Unlike its previous interpretations, Berlinger, who also directed the documentary ‘Conversations with a Killer: The Ted Bundy Tapes,’ centered the story around Elizabeth “Liz” Kloepfer and her serious relationship with Bundy. The movie takes inspiration from Kloepfer’s 1981 memoir, The Phantom Prince: My Life with Ted Bundy (published under the pseudonym Elizabeth Kendall). In this bitter memoir, Liz illustrates that Bundy was capable of love and kindness, so much so that she trusted him with her own daughter, Molly. The movie, starring Zac Efron and Lily Collins as Bundy and Liz respectively, captures the novel’s essence in that we begin to feel Liz’s pain in having immense love for a man she knew deep down had harmed so many.

Before the movie’s premier, critics questioned the casting choice of Efron as Bundy as he is not a prominent actor in this genre and is rather seen as a teenage heartthrob. They argued that this casting decision would lead  to a glorification of Bundy. However, Berlinger does not romanticize Bundy’s actions but rather portrays how incredibly manipulative he was, which enabled him to avoid apprehension and gain the trust of others. “I could feel suspicious, yet feel the charisma in Zac Efron’s performance as Ted Bundy,” said Anthony Bonavita ’20. 

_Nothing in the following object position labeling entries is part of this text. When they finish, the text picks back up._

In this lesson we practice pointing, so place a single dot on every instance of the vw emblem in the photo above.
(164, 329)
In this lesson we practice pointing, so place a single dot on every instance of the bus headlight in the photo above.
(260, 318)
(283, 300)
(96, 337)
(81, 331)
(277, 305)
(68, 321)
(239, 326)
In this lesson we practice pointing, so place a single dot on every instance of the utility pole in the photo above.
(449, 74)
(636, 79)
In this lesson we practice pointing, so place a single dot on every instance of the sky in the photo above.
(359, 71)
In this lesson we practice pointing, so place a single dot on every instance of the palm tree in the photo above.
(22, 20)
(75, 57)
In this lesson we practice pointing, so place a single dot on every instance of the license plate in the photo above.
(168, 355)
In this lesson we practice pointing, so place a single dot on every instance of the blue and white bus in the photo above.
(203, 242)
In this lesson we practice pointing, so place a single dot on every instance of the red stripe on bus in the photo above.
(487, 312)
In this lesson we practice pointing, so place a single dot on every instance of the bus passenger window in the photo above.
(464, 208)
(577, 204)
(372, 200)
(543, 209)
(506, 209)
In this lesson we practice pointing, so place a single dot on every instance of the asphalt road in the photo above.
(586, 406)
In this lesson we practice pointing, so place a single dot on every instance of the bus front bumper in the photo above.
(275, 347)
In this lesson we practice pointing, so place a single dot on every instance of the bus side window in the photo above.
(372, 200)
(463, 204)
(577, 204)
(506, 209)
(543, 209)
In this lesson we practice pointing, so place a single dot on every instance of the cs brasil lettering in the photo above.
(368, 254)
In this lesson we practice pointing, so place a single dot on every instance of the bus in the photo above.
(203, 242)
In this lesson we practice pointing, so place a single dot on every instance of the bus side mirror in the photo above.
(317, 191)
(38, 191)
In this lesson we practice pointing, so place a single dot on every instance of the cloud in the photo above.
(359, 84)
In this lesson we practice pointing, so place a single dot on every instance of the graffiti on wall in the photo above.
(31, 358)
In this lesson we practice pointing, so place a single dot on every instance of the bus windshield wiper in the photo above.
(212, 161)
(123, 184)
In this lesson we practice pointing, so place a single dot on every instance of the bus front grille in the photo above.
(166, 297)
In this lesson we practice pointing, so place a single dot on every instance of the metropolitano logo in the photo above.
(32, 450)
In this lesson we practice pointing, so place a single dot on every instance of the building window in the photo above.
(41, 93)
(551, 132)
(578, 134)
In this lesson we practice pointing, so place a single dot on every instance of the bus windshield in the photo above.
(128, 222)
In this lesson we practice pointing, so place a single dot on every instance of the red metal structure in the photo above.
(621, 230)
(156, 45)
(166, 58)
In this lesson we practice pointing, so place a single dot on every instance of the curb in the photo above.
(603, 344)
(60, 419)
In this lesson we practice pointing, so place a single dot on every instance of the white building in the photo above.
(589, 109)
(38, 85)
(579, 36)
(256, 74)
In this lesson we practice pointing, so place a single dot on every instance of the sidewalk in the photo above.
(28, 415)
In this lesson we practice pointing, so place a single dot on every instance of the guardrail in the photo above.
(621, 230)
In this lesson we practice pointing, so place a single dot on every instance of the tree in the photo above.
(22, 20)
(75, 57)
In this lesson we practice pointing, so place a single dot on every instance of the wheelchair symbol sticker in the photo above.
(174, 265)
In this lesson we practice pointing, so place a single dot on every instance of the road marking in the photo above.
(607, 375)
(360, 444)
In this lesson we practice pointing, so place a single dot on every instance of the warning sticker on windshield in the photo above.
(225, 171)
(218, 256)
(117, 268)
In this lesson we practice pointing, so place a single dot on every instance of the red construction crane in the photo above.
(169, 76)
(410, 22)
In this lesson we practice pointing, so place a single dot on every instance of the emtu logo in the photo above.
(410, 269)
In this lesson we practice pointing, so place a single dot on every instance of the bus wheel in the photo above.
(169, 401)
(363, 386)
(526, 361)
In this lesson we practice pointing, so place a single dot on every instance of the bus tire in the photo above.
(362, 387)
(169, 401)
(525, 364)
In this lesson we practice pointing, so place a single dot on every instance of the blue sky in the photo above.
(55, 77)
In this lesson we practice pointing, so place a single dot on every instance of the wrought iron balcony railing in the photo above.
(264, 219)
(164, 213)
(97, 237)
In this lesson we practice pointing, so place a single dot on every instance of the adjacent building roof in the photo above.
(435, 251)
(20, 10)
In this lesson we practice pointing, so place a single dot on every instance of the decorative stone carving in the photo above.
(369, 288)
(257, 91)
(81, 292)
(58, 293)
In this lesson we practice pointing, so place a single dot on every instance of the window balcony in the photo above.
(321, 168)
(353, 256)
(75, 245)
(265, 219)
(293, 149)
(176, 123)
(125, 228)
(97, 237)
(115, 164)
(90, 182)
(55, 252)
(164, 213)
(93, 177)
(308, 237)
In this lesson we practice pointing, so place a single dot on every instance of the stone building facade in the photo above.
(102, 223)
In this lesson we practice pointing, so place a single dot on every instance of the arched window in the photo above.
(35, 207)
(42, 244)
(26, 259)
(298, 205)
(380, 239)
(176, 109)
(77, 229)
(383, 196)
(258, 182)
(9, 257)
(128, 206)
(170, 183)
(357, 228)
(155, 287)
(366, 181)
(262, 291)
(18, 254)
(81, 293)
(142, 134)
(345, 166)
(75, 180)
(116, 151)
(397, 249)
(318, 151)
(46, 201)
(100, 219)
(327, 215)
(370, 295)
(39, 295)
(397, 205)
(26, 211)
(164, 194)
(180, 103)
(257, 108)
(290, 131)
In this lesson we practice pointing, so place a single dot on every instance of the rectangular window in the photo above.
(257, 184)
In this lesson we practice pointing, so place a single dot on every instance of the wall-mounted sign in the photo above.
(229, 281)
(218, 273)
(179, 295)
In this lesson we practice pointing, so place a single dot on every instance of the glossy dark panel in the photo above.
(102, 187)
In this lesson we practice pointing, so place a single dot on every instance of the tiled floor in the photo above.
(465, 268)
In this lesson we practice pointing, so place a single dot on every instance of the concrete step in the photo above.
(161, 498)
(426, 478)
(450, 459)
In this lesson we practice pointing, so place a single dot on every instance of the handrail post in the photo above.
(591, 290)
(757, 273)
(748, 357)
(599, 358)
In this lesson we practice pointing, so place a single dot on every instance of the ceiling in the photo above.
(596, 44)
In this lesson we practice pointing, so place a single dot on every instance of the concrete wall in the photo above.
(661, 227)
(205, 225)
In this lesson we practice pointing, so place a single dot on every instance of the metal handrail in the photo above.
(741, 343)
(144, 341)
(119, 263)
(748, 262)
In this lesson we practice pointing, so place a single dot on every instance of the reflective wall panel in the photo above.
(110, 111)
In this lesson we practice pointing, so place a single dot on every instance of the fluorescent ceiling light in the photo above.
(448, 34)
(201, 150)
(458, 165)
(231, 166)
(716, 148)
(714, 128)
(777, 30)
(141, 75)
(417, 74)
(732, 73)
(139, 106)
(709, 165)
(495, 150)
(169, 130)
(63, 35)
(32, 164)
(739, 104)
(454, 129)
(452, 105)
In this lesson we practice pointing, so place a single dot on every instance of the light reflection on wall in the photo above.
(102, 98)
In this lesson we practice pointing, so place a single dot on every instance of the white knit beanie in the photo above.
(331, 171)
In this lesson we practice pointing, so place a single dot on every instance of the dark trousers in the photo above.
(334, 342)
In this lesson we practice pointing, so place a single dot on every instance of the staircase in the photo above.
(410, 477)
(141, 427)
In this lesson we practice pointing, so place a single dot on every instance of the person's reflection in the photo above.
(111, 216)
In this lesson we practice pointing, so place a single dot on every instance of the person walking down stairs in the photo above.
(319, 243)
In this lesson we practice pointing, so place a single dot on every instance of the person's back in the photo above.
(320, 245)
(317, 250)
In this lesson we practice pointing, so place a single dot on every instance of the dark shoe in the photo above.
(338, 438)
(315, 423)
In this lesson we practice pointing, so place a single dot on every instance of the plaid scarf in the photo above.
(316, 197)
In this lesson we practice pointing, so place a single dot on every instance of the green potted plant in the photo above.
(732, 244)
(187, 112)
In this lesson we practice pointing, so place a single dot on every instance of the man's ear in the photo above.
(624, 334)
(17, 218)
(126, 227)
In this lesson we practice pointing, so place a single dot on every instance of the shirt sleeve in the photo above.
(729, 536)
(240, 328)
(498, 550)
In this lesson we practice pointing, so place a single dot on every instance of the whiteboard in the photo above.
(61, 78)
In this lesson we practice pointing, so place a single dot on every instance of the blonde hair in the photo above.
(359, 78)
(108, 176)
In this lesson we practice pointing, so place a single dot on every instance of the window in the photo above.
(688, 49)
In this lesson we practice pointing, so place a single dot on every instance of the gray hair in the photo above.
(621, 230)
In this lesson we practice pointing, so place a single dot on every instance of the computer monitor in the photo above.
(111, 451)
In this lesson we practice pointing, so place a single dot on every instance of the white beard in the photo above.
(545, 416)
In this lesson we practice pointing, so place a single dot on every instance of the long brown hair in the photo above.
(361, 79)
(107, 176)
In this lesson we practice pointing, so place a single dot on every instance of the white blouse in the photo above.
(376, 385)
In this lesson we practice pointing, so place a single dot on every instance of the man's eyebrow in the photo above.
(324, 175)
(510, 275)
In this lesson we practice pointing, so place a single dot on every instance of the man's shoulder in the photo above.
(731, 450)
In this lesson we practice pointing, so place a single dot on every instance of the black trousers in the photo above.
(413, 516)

Pinkey Lam’ 20 further elaborates. “Zac Efron portrayed Ted Bundy extremely well, capturing both his charm and manipulation. People are generally fascinated by the stories of serial killers, which is why this movie attracted attention. This movie also showed us how much it impacted everyone around Bundy, including his girlfriend Liz. Following his arrest, she was haunted by the fact that her boyfriend turned out to be the most wanted criminal at the time,” said Lam. 

Bundy’s story has grabbed the attention of so many, not only because of all the atrocious things he has done to others, but also because he had a cult following who believed in his innocence and even professed their love for him. 

I hadn’t read much about Ted Bundy before the movie, so up until the end of the film, I mistakenly thought that he was innocent. For most of the movie, the viewer felt that Ted had done nothing wrong just as Liz felt. We sympathized with her when she felt guilty. But when Ted confessed to Liz in the final scene, we all felt betrayed like she did. I think the scene after, where she ran out of the phone booth, and began thinking of all the years during which time she left herself and her daughter vulnerable to Ted was extremely powerful, too,” said Krishna Shivani ’19.  

Bundy was executed on January 24th, 1989, but his story continues to haunt us because the very monsters of our society are not hidden under our bed but are right in front of our eyes.